The state claims that it is not obligated to permit Palestinians from the territories into Israel. Its main contention – that “he was active in the Popular Front terror organization” – was accompanied by intelligence information provided to justices Aharon Barak, Ayala Procaccia and Esther Hayut in camera.
“The security information is up to date,” President of the High Court Barak told attorneys Kenneth Mann and Sari Bashi, representing Al-Shwaikh. Although a written verdict has not yet been rendered, it may be concluded from Barak’s statements that the justices were persuaded not to let Al-Shwaikh study in Haifa.
It is difficult to argue with classified intelligence data. That is precisely its purpose. Let it not be disputed, let the facts to counter it not be brought to light. After all, it was not suggested that Al-Shwaikh be brought to the hallowed halls of Israeli justice so he could confront the claims. That is the nature of classified information: we know things about you you do not even know about yourself. So shut up.

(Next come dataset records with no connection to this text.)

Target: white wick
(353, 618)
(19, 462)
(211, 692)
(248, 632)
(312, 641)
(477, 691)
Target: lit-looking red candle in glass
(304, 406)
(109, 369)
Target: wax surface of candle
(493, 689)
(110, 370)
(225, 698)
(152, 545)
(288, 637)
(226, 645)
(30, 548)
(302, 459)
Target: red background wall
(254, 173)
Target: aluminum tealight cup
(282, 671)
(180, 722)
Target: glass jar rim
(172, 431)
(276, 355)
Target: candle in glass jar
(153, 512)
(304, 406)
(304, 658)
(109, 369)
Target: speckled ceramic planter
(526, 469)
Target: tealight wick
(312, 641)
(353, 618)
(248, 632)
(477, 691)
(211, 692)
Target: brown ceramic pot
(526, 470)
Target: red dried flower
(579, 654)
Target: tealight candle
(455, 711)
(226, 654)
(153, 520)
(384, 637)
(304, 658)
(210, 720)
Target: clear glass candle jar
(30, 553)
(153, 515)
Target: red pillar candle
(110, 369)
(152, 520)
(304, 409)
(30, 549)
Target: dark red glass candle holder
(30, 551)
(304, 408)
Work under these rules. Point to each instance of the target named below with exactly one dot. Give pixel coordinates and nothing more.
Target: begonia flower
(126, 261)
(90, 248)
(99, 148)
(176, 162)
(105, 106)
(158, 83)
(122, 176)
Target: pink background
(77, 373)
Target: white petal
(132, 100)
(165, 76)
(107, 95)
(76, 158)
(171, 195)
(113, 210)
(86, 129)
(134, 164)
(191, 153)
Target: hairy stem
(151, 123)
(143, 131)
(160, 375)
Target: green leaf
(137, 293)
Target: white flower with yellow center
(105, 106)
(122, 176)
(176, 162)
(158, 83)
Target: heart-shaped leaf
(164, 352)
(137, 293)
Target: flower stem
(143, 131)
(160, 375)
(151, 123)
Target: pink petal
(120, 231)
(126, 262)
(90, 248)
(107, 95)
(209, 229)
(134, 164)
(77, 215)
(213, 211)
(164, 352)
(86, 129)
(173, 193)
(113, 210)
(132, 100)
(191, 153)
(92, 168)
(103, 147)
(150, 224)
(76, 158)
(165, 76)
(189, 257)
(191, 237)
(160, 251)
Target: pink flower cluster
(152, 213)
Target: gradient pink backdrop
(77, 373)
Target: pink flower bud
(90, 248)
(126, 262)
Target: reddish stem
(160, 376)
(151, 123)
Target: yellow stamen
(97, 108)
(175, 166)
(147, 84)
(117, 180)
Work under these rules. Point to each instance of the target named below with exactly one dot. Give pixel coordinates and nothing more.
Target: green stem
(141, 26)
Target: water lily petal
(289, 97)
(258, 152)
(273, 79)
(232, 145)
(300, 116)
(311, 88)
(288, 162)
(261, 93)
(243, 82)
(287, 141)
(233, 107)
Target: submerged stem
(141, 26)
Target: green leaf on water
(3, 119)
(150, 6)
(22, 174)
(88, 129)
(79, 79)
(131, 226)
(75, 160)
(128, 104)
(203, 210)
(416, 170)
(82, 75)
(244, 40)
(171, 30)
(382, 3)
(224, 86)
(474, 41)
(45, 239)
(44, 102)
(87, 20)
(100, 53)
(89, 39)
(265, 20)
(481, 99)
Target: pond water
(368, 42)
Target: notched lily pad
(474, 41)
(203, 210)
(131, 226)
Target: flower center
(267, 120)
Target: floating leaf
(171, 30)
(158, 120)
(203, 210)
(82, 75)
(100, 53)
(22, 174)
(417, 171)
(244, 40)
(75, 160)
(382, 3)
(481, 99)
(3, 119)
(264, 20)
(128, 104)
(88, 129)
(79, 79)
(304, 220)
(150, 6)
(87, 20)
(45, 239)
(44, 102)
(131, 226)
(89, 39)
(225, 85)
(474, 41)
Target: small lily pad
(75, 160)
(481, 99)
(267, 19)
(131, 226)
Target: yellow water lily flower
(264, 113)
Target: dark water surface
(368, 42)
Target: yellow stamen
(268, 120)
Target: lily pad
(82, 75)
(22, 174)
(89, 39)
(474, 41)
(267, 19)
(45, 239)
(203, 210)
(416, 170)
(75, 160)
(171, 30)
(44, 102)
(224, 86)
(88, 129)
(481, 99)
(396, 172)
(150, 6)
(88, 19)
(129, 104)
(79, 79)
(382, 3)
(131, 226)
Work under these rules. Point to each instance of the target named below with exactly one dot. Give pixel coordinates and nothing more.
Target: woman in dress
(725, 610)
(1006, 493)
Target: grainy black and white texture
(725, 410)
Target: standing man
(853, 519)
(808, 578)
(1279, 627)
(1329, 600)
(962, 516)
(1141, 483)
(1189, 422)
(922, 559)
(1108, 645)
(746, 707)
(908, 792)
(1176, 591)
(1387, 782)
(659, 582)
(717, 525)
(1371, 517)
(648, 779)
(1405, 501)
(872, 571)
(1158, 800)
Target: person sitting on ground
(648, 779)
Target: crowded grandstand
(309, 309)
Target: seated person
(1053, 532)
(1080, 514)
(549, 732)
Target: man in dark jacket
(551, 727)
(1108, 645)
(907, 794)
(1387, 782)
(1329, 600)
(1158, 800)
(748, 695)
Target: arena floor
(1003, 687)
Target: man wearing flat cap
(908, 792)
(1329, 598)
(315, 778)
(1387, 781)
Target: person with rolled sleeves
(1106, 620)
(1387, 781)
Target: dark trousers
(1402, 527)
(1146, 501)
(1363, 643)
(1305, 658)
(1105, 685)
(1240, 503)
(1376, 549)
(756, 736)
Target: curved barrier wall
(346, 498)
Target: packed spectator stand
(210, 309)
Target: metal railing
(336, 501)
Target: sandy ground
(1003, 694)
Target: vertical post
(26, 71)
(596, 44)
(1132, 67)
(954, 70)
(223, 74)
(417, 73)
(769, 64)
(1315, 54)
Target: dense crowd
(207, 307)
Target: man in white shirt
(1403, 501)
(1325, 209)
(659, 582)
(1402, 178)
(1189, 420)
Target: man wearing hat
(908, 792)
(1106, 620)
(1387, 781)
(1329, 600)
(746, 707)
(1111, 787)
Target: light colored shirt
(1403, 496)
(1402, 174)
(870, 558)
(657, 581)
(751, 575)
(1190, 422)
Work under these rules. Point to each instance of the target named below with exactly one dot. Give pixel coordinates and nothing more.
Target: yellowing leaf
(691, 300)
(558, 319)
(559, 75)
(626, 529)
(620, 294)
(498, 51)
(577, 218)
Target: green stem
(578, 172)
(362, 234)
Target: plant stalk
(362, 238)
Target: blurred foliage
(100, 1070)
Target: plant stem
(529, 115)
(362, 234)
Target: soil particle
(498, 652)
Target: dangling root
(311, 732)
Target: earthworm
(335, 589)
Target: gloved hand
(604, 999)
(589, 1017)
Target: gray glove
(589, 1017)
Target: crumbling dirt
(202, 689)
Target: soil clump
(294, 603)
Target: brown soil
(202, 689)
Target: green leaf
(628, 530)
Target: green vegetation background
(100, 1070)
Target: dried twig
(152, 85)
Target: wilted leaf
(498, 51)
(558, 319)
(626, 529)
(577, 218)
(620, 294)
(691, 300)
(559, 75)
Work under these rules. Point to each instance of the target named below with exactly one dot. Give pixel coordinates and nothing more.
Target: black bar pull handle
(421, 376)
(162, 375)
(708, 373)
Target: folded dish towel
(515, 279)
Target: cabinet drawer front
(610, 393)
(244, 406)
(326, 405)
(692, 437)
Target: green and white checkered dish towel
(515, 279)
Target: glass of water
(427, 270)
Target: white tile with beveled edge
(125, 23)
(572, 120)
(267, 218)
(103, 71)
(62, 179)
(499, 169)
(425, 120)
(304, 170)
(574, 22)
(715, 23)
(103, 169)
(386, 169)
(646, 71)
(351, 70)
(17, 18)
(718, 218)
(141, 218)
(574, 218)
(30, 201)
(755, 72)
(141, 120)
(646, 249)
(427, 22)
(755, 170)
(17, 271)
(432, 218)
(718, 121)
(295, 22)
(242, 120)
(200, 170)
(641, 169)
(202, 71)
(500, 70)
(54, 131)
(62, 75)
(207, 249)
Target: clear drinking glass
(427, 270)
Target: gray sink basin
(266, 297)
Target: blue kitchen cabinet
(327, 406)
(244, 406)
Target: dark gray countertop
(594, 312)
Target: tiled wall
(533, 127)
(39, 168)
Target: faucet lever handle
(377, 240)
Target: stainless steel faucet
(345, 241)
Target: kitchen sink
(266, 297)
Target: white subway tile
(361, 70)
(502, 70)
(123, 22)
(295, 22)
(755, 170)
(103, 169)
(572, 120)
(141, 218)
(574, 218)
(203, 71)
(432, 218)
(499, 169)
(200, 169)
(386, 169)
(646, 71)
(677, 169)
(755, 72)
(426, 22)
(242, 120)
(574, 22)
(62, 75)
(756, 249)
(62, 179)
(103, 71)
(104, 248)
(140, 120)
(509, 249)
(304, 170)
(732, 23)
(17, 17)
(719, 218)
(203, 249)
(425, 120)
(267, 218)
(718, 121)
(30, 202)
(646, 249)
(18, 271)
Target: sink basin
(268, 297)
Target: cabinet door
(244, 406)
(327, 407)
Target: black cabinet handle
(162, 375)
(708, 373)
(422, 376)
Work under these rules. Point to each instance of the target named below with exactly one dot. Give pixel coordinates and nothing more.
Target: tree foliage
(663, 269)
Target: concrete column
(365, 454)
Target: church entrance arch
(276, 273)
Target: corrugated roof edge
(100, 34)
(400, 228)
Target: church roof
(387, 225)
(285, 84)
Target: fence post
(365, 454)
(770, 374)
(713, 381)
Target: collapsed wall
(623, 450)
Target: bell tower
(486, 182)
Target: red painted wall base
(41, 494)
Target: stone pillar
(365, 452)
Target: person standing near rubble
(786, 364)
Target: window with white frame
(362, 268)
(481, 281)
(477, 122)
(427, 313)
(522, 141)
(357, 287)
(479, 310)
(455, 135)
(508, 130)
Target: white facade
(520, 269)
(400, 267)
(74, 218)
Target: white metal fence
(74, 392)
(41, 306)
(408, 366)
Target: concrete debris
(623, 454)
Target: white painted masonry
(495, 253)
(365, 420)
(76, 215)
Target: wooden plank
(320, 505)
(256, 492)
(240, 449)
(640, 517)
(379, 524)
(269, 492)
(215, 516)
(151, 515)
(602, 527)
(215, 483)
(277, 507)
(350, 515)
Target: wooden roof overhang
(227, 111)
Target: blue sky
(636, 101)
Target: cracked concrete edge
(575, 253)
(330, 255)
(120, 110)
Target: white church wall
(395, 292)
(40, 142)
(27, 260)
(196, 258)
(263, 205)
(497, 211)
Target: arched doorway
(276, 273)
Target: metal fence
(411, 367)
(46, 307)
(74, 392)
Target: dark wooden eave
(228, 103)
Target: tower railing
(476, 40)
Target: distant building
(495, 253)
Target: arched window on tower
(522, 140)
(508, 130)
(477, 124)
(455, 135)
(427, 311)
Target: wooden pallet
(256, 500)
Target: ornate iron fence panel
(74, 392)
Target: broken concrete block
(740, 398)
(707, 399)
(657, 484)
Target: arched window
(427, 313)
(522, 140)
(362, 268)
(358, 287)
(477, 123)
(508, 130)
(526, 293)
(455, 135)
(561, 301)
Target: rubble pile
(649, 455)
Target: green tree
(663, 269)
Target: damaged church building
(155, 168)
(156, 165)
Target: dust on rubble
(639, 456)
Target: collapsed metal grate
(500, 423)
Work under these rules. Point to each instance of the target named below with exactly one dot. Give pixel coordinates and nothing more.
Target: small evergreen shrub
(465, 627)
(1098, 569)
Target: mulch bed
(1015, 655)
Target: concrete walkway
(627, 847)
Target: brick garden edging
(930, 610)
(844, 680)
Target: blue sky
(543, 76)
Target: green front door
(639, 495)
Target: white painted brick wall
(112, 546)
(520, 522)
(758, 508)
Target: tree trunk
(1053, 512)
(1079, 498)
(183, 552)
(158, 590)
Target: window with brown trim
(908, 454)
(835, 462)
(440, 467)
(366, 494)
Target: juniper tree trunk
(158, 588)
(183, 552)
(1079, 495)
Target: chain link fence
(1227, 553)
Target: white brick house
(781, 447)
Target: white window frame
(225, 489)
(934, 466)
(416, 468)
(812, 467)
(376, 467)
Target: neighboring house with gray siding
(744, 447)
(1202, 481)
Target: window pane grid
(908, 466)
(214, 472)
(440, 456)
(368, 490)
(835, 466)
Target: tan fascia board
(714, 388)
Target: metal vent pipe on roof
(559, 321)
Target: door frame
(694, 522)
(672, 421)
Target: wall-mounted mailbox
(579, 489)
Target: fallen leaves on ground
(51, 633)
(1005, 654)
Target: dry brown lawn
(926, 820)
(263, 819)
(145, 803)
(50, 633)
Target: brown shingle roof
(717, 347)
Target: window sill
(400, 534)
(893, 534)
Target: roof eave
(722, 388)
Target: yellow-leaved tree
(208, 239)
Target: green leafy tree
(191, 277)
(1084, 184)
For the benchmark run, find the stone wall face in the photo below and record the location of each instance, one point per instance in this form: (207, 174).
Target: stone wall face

The “security information” probably shows the Palestinian is dangerous. If the representatives of the Shin Bet security service and the army sitting behind closed doors with the justices gave them information about Al-Shwaikh’s “danger” to the Israeli public and to Israel, they apparently gave false information. Those who wrote the supposedly up-to-date (and retroactive) “classified report” about Al-Shwaikh and represented him as dangerous based on details that are not made public are putting one over on the justices.
Al-Shwaikh represents no danger. The contention with which the state responded, that Al-Shwaikh was “active in the Popular Front terror organization,” has not been proven. True, he was arrested in 1988 in the first intifada, a popular uprising that even Israeli public opinion accepted as a legitimate act. Tens of thousands of young Palestinians who opposed the Israeli occupation filled every prison compound, jail and Shin Bet interrogation facility. Mass arrests were intended to subdue them. But the Shin Bet interrogators were unable to extract even a confession of (standard) allegations against him: “incitement” to a strike against the occupation, painting slogans on walls, throwing stones at army vehicles or burning tires.
Were Shin Bet personnel privy to the conversations in which Al-Shwaikh came out passionately against suicide bombings? Did the three Kathe Kollwitz reproductions hanging in his apartment in Ramallah implicate him? Is it the leftist positions he espouses openly – with an emphasis on the development of human beings and freeing them from the thralls of tradition, on equality in the distribution of income, opposition to religious coercion, women’s rights, criticism of the Palestinian Authority and its alienation from its people – or his stubborn, rational, critical secularism in a society that is so much seeking divine compassion? Or perhaps the writers of the classified report on Al-Shwaikh did not hear him speaking at all in his own milieu?
The security establishment knows full well that Al-Shwaikh is dangerous neither to Israel nor Israelis, neither in Ramallah nor in Haifa. Something else scares the system in the possibility of his studying math education at an Israeli university. Here is the best guess: Al-Shwaikh has been married since 1993 to an Israeli citizen. They met and fell in love in 1990. They have a nine-year-old boy. Israeli lawmakers, with the assistance of well-known liberal jurists, are now finalizing the law for the policy that will in effect prohibit Israeli Arabs from marrying residents of the territories.
The policy is already in force. In 1993, when Al-Shwaikh and his wife sought “family unification,” they were not told to go and live in Jenin as people are told today. They were told they had been “turned down due to a security impediment.” But the security impediment came before the official policy and paved the way to it. Al-Shwaikh’s studies in Haifa might turn into family unification through the back door.
Al-Shwaikh is frightening precisely because his case, which goes against every stereotype, might speak to the heart of the justices. That is the reason the state must cover itself with “classified information” – so as to frustrate Al-Shwaikh’s nefarious plan to upset the demographic balance in Israel.